New research uncovers the link between daytime emotions and nighttime terror.

Spectral Design/Shutterstock
Source: Spectral Design/Shutterstock

Having an occasional nightmare can be distressing, but the remnants of the dream tend to pass quickly after you awaken. By the time the day is over, you may have forgotten the nightmare entirely. For some people, though, nightmares are a chronic problem. Tortuous dreams interfere with their quality of sleep, and the feelings that remain after waking continue for hours or longer.

There is surprisingly little scientific research on nightmares. One obvious problem in conducting research on nightmares (and in dream research in general) is that people forget the specifics of their dreams after they awaken. Moreover, all the data is by definition self-reported, so it’s not possible to know exactly what transpired in the actual dream itself.

As part of a larger research project on emotional dysregulation—the ability to control emotions— Rutgers University psychologist Edward Selby and his Florida State University collaborators Thomas Joiner, Jr. and Jessica Ribeiro examined the theory that people with certain personality qualities would be more prone to nightmares. Specifically, according to previous studies, people with borderline personality disorder have more nightmares.

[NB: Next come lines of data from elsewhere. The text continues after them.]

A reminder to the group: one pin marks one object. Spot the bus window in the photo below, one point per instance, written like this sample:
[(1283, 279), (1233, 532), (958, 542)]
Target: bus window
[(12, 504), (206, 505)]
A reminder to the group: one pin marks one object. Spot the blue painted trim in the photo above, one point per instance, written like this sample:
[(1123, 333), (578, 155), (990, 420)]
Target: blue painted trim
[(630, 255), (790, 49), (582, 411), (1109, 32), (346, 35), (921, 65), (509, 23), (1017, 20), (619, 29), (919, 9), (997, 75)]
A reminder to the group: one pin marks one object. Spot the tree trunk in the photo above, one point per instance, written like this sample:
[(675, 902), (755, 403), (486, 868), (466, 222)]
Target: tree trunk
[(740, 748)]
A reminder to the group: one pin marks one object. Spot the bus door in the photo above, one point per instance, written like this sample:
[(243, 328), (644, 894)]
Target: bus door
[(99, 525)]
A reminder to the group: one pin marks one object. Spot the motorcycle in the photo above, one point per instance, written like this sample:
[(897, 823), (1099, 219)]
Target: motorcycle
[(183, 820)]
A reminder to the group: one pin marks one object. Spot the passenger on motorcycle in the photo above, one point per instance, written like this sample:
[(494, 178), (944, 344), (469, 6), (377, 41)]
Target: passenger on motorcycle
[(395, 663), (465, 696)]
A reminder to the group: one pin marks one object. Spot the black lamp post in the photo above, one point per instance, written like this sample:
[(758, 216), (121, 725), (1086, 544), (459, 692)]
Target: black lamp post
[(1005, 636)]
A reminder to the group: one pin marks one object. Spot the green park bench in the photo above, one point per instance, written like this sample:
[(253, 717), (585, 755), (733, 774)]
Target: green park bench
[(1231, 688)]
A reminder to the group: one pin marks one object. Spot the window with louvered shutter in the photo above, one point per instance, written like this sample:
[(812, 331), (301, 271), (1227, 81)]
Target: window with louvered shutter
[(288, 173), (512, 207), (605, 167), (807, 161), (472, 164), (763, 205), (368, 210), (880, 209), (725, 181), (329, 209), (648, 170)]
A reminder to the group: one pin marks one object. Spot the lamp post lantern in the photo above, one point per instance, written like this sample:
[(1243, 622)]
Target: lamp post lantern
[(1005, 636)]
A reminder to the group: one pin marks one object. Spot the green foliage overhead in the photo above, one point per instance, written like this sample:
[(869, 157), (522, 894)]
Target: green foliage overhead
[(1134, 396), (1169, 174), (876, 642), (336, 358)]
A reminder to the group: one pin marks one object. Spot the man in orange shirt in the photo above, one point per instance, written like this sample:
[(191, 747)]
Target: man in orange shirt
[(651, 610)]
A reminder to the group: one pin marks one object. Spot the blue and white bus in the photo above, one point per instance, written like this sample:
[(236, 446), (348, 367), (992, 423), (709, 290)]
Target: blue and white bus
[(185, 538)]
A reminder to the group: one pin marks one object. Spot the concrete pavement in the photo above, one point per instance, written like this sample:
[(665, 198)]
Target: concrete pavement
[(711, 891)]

Selby and his collaborators believed that this association could be explained by what they called the Emotional Cascade Model. In this model, negative emotional experiences during the day can contribute to nightmares made worse by two processes. First is rumination, or going over things again and again in your mind. Rumination keeps the pain of those negative experiences fresh.

The second process is catastrophizing, in which you imagine the worst possible outcome from a negative experience. As you do, the magnitude of the experience skyrockets beyond its original negative impact. People with borderline personality disorder may experience more nightmares than others because they engage more frequently in these two reactions to emotionally upsetting events. Anyone can experience emotional cascades, but people with borderline personality disorder do so to a greater extent because they have greater difficulty regulating negative emotions.

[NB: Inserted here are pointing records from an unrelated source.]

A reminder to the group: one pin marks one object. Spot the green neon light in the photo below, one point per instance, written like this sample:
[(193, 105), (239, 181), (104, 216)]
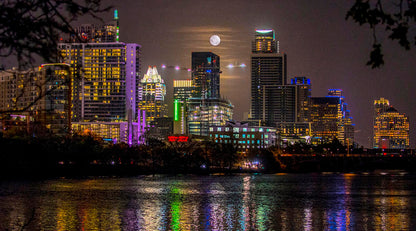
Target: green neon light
[(264, 31), (176, 110), (115, 14)]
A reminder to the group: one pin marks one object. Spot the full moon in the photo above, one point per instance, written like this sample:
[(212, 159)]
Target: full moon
[(215, 40)]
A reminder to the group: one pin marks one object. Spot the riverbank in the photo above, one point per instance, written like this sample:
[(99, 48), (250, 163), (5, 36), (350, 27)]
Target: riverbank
[(286, 164)]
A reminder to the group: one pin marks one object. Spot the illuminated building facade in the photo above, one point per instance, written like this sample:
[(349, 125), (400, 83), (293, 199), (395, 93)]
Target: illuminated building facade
[(106, 76), (325, 115), (212, 112), (90, 33), (182, 91), (206, 75), (42, 97), (331, 119), (243, 136), (303, 97), (268, 71), (294, 132), (206, 107), (152, 92), (265, 42), (391, 128)]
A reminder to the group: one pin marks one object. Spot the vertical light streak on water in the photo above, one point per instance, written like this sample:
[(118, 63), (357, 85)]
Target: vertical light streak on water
[(393, 213), (245, 208), (175, 208), (89, 218), (217, 195), (307, 224), (66, 216)]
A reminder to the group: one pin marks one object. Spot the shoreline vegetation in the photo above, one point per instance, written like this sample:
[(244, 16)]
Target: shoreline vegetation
[(86, 155)]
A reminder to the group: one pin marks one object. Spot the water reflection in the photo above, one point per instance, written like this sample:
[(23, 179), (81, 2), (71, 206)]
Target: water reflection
[(246, 202)]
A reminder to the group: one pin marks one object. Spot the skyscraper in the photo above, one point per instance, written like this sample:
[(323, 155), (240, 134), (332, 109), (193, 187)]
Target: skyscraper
[(268, 71), (331, 119), (390, 128), (303, 97), (182, 91), (206, 74), (152, 92), (206, 107), (106, 76)]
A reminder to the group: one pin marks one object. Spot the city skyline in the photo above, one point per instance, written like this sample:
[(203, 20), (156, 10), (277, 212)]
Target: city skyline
[(320, 45)]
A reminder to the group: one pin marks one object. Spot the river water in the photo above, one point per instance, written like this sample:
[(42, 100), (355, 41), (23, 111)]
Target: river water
[(331, 201)]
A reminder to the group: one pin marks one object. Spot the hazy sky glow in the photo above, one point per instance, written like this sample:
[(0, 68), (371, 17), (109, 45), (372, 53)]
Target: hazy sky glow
[(320, 44)]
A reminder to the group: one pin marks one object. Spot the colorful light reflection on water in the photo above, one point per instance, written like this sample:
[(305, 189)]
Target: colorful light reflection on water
[(243, 202)]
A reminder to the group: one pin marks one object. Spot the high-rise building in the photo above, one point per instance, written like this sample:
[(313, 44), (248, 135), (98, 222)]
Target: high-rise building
[(91, 33), (182, 91), (152, 92), (279, 104), (265, 42), (331, 119), (268, 71), (40, 96), (390, 128), (325, 115), (210, 112), (303, 97), (380, 106), (206, 74), (106, 76), (206, 107)]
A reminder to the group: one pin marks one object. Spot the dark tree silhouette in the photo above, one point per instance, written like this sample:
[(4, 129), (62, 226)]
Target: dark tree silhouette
[(31, 29), (397, 17)]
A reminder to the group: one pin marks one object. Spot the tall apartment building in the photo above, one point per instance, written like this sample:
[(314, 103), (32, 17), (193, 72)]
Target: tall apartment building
[(42, 97), (105, 80), (206, 74), (206, 107), (390, 128), (331, 119), (182, 91), (91, 33), (303, 97), (152, 92), (268, 72)]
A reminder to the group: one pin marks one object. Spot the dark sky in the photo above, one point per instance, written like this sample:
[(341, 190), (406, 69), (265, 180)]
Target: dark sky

In general, the Emotional Cascade Model predicts that nightmares reflect a spillover (or emotional cascade) of worries from the day that you carry over into your sleep. When bad things happen to you during the day, you have more trouble falling asleep. You remain mentally aroused, and these emotions become the basis of your nightmares. Making matters worse, you may awaken briefly from your sleep, still worried, and experience a “waking nightmare” in which you are actually awake but think you are sleeping.

In a 2013 publication in the journal Dreaming, Selby and his team decided to test their predictions about emotional cascades and borderline personality disorder (BPD) by comparing the dreams of people who fit the criteria for this diagnosis with a comparison group who did not. However, they needed to control for the likelihood that those with BPD might actually engage in more problematic behaviors than those without this diagnosis. Therefore, they recruited people who self-reported that they frequently engaged in dysregulated (out of control) behaviors such as binge eating, reckless driving, impulsive shopping, self-injury, alcohol and marijuana use, physical fighting and verbal aggression. Both groups, then, engaged in behaviors that may provoke negative emotions.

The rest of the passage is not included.